I think I mentioned this before but it would be a neat idea and it could
help with this problem:

have a db of the rpm headers for a long time back - this would be
dramatically smaller than keeping the actual files - on average an rpm
header is 1% the size of the rpm it is from.

so then you could do the following:
request that a check be done on package foobar on your system
that would - get the epoch,ver,release,arch from your rpmdb for that
package.
look up the header for that package in the remote headers. Download it.
Compare the files on your system to the file/md5sum list in the header
it downloaded. If they don't match return the failures.

If the remote header doesn't exist for the package you requested then 
name-epoch-ver-rel-arch then return a failure.
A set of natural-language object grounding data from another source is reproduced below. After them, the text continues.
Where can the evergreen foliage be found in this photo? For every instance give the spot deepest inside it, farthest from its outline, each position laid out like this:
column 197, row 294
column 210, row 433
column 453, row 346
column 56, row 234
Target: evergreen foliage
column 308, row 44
That way the only trust you'd have in your local rpmdb is to tell you
the ver of the package you have installed. And even then it wouldn't be
trusted for the file list.

seriously the functions that would need to be written to perform this
are not hard:

1. md5sum of files on your disk
2. system acl checks of files on your disk
3. matching and downloading hdrs from remote

everything else is interface and glue.

I think this would be a great project to work on if someone had some
time to devote to it.

maybe if I get some time later I'll try to work on it.